Erste Hilfe bei Babys und Kindern
Im Notfall schnell und sicher handeln

Erste Hilfe bei Babys und Kindern

Babys und Kleinkinder sind Entdecker. Sie erkunden ihre Umwelt, haben aber noch kein richtiges Gespür für Gefahren im Alltag. Ein Unfall kann so schnell passieren. Frau Dr. Helga Krull, Chefärztin für Kinderheilkunde der Helios Klinik Sangerhausen, gibt Tipps, worauf Sie bei der Ersten Hilfe für die Kleinsten achten sollten.

Häufigste Verletzungen bei Kindern

Der Bewegungsdrang von Babys und Kindern ist einer der Gründe, warum es häufiger zu Verletzungen in dem Alter kommt. Von Hautabschürfungen bis hin zu Knochenbrüchen ist dabei alles vertreten. Auch der Wunsch, Unbekanntes mit allen Sinnen zu erforschen, es anzufassen, auszuprobieren und zu testen, wie es schmeckt, kann schnell zu Verbrühungen, Verbrennungen oder Vergiftungen führen. So können eine offene Schublade, eine heiße Herdplatte oder flüssiges Waschmittel schnell zur Gefahr werden und Erste Hilfe Maßnahmen durch Eltern oder Großeltern erfordern.

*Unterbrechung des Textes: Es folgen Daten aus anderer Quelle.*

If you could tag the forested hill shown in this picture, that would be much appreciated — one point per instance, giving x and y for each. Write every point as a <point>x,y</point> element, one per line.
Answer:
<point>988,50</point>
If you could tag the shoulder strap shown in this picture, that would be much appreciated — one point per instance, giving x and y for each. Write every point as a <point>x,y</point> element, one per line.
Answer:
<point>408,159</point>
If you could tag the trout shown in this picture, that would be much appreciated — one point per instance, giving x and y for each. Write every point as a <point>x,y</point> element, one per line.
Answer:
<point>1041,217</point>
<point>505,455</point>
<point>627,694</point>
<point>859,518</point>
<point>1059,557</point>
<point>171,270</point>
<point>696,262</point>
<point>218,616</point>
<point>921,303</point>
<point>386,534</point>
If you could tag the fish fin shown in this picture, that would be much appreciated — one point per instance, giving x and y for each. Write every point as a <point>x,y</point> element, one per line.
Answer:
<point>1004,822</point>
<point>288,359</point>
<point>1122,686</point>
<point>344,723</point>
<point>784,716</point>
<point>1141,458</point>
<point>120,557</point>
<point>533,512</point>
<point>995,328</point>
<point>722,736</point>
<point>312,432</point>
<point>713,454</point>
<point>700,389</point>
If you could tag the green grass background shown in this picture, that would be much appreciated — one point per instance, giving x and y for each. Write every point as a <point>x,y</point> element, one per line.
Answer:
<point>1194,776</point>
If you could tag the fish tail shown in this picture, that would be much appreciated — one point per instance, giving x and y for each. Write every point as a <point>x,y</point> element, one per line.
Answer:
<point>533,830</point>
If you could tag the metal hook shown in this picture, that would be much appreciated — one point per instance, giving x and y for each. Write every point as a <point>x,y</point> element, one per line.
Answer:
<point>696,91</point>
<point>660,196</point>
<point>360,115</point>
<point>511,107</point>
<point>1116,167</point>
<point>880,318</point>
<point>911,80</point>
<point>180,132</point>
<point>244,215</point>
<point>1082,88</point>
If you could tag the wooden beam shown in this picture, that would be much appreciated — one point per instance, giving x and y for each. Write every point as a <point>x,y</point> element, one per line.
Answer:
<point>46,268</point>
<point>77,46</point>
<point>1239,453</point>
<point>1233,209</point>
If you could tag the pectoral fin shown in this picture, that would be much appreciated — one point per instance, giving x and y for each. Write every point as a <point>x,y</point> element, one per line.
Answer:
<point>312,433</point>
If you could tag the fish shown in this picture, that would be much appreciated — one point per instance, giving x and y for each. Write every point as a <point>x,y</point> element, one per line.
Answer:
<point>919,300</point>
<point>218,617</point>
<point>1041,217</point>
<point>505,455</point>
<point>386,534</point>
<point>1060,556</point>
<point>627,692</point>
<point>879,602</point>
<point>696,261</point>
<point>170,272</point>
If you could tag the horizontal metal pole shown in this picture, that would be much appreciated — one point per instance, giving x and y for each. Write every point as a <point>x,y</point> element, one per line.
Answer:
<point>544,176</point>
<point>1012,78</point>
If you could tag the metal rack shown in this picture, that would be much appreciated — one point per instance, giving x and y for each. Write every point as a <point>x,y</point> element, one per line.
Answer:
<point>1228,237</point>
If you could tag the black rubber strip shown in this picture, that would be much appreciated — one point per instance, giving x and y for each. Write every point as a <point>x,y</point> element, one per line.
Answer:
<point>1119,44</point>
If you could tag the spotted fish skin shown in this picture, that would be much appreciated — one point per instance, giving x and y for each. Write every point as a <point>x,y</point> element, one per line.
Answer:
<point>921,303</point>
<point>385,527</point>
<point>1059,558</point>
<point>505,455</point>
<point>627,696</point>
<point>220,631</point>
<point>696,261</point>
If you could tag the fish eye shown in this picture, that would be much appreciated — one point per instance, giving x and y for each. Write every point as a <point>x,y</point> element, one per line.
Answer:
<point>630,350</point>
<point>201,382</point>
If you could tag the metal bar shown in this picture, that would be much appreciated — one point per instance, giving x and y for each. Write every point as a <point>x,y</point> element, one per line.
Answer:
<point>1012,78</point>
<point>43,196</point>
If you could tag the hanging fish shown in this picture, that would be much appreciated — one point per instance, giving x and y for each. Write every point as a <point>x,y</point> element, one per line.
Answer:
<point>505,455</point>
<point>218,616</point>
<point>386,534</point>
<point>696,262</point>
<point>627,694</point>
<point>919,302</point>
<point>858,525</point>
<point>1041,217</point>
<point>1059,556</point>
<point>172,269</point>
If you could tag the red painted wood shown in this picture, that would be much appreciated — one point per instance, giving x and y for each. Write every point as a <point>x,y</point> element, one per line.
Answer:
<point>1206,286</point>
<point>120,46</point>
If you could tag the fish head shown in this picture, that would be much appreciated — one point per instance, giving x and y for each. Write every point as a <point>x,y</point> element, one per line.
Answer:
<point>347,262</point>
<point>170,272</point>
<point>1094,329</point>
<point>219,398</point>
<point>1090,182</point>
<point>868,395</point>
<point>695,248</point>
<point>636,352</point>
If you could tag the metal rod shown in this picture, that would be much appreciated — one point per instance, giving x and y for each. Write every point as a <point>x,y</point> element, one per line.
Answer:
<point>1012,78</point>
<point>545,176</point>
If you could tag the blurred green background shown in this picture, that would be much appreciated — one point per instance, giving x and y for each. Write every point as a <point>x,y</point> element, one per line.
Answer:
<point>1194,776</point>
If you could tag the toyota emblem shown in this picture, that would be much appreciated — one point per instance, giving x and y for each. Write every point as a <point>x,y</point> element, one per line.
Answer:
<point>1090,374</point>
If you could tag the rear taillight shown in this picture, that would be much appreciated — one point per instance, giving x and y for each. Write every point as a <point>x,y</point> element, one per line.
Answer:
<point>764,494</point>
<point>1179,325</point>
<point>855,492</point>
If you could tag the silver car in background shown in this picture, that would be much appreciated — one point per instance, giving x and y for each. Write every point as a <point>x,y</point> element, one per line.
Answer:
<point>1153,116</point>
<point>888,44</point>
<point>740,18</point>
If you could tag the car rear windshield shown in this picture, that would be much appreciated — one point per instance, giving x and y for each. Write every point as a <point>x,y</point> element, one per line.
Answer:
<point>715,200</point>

Laut Dr. Krull lässt sich ein Trend erkennen, dass sich das Interesse für Kinder Erste Hilfe Kurse erhöht. Zunehmend mehr Eltern und Großeltern besuchen diese Kurse, um wichtige Erste Hilfe Maßnahmen für den Ernstfall zu erlernen. Bei vielen der Eltern und Großeltern besteht die Angst, in einer Notsituation falsch zu handeln und das Kindeswohl zu gefährden.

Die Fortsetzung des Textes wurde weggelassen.